Google is shutting down its Glass Explorer program, which first opened up in 2013. It wasn’t until May of 2014 that Google began selling the product to anyone – as long as they had $1,500 burning a hole in their pocket. Starting then, only developers and companies will be able to purchase Glass (the Google Glass at Work program will continue).
In fact, the whole Google Glass program is being restructured. It’s moving out of the Google X “moonshot” lab and will become its own department, led by Ivy Ross. But the chain of command doesn’t end there. According to the Wall Street Journal, Ross and the whole Glass unit will report to Nest CEO Tony Fadell.

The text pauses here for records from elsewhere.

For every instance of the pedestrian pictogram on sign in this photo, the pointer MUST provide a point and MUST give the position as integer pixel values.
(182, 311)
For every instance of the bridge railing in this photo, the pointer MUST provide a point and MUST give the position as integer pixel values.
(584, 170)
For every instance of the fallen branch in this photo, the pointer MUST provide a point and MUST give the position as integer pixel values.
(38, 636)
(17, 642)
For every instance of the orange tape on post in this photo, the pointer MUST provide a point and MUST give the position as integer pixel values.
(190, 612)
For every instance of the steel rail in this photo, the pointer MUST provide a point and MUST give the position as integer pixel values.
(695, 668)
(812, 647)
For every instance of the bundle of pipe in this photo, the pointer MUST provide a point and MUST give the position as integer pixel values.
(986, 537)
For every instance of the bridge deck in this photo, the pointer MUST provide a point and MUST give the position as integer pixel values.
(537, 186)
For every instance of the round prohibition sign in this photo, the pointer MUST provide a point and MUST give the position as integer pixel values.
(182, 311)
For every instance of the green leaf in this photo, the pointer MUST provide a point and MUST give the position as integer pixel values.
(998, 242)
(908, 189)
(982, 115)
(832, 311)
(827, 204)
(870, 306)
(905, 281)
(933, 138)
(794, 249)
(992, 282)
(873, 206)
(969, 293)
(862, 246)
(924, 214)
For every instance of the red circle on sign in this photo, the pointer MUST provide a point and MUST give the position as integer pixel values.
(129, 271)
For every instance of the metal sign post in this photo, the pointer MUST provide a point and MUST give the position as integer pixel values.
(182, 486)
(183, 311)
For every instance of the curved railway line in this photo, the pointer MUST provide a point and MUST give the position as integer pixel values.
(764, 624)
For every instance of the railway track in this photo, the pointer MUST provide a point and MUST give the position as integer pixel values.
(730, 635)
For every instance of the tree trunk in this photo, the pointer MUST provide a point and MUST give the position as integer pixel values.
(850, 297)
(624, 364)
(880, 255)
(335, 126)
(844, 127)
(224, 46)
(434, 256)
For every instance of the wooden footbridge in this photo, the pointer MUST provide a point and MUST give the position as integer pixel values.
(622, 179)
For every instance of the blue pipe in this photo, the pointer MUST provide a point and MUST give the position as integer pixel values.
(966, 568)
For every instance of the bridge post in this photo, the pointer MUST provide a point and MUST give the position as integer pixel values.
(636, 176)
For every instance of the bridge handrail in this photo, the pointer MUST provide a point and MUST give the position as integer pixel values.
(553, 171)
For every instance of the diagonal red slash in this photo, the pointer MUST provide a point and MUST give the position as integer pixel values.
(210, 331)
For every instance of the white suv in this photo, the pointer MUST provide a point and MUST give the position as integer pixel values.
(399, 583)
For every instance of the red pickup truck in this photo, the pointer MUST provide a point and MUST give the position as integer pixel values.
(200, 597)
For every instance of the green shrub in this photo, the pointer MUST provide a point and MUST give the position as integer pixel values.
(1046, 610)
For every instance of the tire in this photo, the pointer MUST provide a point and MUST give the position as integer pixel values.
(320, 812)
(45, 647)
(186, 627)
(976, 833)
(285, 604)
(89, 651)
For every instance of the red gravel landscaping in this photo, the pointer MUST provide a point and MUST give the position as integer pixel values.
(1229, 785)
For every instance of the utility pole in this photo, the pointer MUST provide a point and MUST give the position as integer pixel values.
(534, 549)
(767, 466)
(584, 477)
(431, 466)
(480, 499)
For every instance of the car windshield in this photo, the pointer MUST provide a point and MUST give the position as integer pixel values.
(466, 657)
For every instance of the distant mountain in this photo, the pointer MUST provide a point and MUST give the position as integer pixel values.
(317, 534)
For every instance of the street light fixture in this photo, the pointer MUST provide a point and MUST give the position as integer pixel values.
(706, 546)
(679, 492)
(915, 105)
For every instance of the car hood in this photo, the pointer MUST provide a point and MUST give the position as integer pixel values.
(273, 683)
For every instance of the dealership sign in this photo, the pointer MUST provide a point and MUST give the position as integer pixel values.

Google bought Nest Labs, whose main claim to fame is the Nest Thermostat, for $3.2 billion back in January of last year.
While this probably means Google Glass – at least in its current form – is dead, the Google Glass project is not. Fadell says that Google Glass had “broken ground and allowed us to learn what’s important to consumers and enterprises alike” and he would be working “to integrate those learnings into future products”
It’ll just be a more private testing of the technology. The public beta, if you will, is now over.
Google Glass faced its fair share of obstacles right out of the gate – privacy concerns, questions about its design and even whether or not it really had a market, and of course, the whole Glasshole thing. Google will continue to work on Glass, and likely come back with something new. Whether it resembles what we’ve all come to know as Google Glass remains to be seen.